9 jun 2026

Realismo histórico






He adoptado una postura intermedia en cuanto a la realidad actual. 

Ni optimista ni pesimista. Me inclino por la lucidez, aunque duele más.

No creo en la esperanza, pero tampoco en la derrota inevitable.
Mi postura es activa y desengañada a la vez.

Es decir:

-No espero un futuro mejor, aunque trabajo por él.
-No confío en los políticos, pero sé que la educación puede cambiar las cosas.
-No creo en el progreso lineal, pero reconozco que el azar y la razón pueden abrir brechas.

Es una postura estoica: hago lo que está en mi mano, sin ilusiones, pero sin rendirme.

¿Por qué rechazo la esperanza? Es un aplazamiento de la existencia.
¿Y qué te mantiene en pie, entonces? ¿Es la rabia ante la injusticia? ¿El compromiso con la verdad? ¿O acaso, como digo muchas veces, el simple acto de nombrar y de dejar testimonio, ya es suficiente?
Demasiadas preguntas.
Un respuesta breve y provisional: mi postura es la de quien no cree en la salvación, pero sí en la resistencia. Al final, es una declaración de límites.

En un mundo como este, quizá esa sea la única forma honesta de vivir.
Y la esperanza, entonces, es un lujo que no nos podemos permitir.
Porque si esperamos dejamos de actuar.
El círculo vicioso puede romperse. Aunque sea gracias al golpe de suerte que trae una casualidad.
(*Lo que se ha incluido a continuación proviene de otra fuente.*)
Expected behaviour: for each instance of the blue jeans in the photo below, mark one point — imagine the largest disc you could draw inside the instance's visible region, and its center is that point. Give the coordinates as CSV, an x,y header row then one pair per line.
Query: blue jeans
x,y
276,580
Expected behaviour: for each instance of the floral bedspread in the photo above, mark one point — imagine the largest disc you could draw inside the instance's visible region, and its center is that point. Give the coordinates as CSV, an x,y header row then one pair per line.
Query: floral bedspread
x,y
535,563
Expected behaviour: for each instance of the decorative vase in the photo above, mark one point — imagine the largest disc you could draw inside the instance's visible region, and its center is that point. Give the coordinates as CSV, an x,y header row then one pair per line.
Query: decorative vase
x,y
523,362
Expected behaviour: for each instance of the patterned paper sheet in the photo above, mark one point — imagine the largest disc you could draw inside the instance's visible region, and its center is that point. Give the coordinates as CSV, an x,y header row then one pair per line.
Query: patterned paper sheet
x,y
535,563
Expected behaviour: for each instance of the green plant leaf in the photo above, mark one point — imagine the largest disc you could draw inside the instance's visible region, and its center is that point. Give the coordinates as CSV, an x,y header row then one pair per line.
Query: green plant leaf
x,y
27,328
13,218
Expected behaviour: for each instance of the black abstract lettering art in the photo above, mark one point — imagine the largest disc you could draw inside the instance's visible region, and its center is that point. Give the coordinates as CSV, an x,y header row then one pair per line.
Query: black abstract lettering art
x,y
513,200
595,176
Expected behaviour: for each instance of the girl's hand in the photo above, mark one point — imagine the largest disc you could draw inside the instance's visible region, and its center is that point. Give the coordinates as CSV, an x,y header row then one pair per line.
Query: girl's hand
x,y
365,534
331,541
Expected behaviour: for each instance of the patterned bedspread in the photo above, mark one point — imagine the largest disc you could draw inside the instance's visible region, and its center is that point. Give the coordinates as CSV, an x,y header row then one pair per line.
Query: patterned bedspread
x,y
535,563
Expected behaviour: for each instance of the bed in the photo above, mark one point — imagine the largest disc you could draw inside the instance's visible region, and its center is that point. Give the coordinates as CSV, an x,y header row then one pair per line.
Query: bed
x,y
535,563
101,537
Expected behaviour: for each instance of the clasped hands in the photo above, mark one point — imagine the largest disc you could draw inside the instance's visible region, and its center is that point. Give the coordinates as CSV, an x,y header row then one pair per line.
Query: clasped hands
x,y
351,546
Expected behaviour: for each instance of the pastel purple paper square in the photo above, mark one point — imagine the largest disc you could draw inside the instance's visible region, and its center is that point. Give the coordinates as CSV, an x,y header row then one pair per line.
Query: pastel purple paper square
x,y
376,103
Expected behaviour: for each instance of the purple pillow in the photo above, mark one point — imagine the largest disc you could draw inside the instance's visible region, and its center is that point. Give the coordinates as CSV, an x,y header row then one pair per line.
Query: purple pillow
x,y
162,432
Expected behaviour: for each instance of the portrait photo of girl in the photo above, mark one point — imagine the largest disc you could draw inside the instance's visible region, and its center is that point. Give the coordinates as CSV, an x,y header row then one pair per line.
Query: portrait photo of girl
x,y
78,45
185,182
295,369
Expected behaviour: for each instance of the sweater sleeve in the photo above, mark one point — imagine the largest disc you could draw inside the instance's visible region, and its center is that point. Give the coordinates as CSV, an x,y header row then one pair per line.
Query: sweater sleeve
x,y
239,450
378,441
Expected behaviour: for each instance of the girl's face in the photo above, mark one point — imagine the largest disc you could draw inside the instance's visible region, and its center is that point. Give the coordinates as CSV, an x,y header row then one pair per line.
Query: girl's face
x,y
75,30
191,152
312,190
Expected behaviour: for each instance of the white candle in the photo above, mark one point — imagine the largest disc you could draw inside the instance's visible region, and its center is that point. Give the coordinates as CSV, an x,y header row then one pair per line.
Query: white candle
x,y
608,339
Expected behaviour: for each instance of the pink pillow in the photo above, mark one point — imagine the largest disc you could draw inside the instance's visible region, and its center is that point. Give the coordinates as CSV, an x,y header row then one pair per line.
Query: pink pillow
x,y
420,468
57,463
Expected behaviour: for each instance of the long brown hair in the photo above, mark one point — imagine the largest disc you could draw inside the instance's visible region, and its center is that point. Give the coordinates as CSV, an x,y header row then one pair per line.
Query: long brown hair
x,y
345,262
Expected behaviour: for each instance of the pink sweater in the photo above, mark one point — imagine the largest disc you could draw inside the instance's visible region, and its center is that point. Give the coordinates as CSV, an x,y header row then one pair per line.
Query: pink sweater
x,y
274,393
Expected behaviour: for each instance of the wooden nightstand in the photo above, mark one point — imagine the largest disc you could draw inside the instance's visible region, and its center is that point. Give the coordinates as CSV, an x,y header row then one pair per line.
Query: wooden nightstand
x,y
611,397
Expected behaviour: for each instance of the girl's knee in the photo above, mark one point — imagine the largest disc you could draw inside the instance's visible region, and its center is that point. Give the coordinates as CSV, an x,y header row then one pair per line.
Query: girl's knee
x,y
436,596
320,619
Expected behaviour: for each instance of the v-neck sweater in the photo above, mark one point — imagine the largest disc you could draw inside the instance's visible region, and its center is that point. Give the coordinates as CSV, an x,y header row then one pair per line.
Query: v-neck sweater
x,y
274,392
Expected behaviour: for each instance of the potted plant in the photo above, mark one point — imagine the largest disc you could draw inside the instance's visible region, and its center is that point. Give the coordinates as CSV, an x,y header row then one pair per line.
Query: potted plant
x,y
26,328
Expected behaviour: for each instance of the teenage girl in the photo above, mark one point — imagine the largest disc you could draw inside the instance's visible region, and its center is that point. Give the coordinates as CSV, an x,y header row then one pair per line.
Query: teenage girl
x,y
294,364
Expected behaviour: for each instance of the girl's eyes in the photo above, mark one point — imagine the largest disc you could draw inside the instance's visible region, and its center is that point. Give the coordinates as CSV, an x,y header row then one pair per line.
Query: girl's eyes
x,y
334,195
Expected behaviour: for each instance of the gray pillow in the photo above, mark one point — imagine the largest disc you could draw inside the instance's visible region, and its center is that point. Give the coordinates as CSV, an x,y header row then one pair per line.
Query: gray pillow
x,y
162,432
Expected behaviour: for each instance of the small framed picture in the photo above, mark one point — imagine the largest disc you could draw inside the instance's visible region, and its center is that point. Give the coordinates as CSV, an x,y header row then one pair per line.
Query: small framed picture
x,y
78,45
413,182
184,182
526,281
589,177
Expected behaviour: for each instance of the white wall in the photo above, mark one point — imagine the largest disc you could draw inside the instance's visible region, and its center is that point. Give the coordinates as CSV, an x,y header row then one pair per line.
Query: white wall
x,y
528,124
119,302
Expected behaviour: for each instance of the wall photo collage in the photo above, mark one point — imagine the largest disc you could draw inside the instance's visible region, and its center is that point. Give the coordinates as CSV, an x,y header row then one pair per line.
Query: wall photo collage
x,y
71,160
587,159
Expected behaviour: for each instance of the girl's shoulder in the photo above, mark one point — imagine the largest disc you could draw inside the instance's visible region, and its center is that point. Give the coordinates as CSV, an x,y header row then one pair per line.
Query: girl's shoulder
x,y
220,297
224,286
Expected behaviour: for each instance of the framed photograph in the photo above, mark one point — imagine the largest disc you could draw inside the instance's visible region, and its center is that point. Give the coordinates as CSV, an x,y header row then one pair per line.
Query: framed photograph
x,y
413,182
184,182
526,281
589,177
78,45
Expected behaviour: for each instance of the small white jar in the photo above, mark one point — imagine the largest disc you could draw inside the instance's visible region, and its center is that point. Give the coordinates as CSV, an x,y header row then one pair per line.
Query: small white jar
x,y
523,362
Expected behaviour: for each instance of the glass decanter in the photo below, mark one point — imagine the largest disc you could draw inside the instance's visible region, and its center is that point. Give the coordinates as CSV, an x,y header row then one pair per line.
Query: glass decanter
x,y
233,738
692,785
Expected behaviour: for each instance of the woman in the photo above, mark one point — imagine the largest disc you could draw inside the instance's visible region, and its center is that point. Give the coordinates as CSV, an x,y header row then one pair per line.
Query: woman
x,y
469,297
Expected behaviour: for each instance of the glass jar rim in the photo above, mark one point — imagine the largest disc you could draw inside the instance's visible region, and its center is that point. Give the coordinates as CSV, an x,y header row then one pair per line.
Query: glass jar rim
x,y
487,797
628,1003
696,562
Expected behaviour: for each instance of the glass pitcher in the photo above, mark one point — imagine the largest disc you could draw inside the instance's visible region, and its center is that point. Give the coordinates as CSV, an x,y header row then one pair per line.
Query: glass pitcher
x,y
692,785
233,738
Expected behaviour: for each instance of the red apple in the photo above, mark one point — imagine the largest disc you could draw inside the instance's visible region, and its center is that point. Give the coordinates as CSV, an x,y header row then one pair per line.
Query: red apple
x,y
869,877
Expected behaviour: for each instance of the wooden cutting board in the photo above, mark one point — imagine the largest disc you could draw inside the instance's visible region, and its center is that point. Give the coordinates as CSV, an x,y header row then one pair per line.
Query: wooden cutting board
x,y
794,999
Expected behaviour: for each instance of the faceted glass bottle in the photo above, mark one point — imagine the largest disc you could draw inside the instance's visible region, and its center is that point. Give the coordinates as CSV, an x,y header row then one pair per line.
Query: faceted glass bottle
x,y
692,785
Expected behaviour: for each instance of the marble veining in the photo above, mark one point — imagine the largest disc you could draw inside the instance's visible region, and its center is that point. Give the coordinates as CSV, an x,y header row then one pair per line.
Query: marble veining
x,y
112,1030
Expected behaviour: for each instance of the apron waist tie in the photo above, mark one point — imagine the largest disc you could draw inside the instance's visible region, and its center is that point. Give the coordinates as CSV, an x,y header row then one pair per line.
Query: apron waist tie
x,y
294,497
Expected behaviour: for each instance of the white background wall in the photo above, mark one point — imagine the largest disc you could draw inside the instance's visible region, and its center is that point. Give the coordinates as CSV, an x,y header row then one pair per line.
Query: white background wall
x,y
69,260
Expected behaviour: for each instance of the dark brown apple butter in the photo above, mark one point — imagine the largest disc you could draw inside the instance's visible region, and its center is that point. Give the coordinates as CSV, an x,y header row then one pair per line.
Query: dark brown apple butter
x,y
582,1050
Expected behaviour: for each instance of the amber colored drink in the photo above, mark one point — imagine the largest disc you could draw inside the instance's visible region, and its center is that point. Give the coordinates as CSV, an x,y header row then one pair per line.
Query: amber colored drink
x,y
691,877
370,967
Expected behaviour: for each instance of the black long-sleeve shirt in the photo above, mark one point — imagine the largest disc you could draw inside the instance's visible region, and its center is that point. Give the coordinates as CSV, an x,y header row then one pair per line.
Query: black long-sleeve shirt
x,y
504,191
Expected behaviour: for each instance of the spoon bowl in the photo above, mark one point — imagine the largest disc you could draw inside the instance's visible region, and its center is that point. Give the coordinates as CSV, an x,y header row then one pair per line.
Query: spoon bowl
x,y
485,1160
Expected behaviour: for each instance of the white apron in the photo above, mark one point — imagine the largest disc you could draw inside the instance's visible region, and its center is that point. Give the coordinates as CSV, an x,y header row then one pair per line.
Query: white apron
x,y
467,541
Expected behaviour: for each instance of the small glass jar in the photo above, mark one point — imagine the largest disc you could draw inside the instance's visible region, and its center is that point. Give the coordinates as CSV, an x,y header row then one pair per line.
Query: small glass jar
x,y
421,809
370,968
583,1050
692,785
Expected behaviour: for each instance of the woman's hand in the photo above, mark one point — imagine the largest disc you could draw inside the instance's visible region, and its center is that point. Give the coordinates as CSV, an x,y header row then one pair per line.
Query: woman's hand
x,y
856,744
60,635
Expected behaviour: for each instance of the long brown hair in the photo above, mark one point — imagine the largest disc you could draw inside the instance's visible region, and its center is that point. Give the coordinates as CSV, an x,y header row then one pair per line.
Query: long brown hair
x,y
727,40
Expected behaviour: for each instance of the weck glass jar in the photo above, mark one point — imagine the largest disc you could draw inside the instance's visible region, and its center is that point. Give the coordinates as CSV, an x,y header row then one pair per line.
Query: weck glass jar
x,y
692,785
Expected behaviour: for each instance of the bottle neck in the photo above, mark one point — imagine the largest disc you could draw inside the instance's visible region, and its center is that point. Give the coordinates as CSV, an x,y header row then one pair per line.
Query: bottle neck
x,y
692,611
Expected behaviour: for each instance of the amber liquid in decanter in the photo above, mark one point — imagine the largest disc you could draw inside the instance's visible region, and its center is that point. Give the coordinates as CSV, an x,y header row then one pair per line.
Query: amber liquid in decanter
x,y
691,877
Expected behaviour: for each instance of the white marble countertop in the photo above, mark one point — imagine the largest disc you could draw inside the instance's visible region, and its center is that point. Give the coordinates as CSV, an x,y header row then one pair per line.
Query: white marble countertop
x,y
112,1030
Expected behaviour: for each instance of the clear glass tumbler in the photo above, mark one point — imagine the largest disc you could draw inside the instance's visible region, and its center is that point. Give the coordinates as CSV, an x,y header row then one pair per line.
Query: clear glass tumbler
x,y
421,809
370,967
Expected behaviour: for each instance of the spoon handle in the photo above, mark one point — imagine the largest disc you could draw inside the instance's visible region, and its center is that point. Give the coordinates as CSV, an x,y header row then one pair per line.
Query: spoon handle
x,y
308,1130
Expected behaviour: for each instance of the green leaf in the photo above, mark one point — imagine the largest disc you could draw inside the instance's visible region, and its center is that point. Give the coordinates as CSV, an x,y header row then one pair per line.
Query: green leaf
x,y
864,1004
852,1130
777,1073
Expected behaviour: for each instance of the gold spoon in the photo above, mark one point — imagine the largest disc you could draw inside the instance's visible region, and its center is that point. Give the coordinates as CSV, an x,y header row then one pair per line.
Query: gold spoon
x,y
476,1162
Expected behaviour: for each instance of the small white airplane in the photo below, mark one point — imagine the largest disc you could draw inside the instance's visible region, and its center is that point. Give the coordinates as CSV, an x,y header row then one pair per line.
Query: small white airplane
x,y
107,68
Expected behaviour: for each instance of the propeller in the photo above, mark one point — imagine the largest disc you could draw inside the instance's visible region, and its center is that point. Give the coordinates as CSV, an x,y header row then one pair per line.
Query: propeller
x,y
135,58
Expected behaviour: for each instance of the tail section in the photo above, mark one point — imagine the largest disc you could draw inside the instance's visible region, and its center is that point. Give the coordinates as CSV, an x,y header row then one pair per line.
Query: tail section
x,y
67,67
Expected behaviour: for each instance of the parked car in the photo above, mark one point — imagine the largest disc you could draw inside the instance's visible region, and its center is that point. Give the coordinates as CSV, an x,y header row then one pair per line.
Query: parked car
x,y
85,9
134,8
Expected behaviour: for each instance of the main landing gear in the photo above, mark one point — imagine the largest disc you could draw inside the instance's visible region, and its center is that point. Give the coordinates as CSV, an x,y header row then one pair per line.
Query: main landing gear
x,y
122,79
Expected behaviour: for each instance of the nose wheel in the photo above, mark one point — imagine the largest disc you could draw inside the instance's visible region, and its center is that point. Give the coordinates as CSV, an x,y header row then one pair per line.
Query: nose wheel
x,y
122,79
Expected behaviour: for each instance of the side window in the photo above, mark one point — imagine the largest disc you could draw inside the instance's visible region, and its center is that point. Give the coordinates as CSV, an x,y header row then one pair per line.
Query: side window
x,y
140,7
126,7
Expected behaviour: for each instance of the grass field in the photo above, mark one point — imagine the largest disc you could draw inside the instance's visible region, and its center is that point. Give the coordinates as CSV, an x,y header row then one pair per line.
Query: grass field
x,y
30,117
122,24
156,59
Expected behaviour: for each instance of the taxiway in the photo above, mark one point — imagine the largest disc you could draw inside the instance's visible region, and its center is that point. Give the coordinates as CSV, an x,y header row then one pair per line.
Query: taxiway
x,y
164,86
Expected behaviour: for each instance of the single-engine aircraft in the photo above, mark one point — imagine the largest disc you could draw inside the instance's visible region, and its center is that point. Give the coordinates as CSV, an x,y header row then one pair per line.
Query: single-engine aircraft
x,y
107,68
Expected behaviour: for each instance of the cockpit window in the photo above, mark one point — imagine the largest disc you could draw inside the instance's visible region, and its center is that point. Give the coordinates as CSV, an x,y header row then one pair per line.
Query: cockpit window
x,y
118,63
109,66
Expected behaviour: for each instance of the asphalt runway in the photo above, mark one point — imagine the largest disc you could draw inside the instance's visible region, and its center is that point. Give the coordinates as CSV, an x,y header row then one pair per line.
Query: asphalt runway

No es pesimismo. Yo lo llamo realismo histórico.
Sabemos que muchos avances humanos han sido fruto del azar. Por ejemplo: la penicilina. Por ejemplo: que la velocidad de la luz es constante, independiente del movimiento del observador o de la fuente. 
Hay muchos "por ejemplos".

La casualidad no es un consuelo, sino una posibilidad. No confío en que el azar nos salve; aunque reconozco que, a veces, es el único factor que rompe el estancamiento.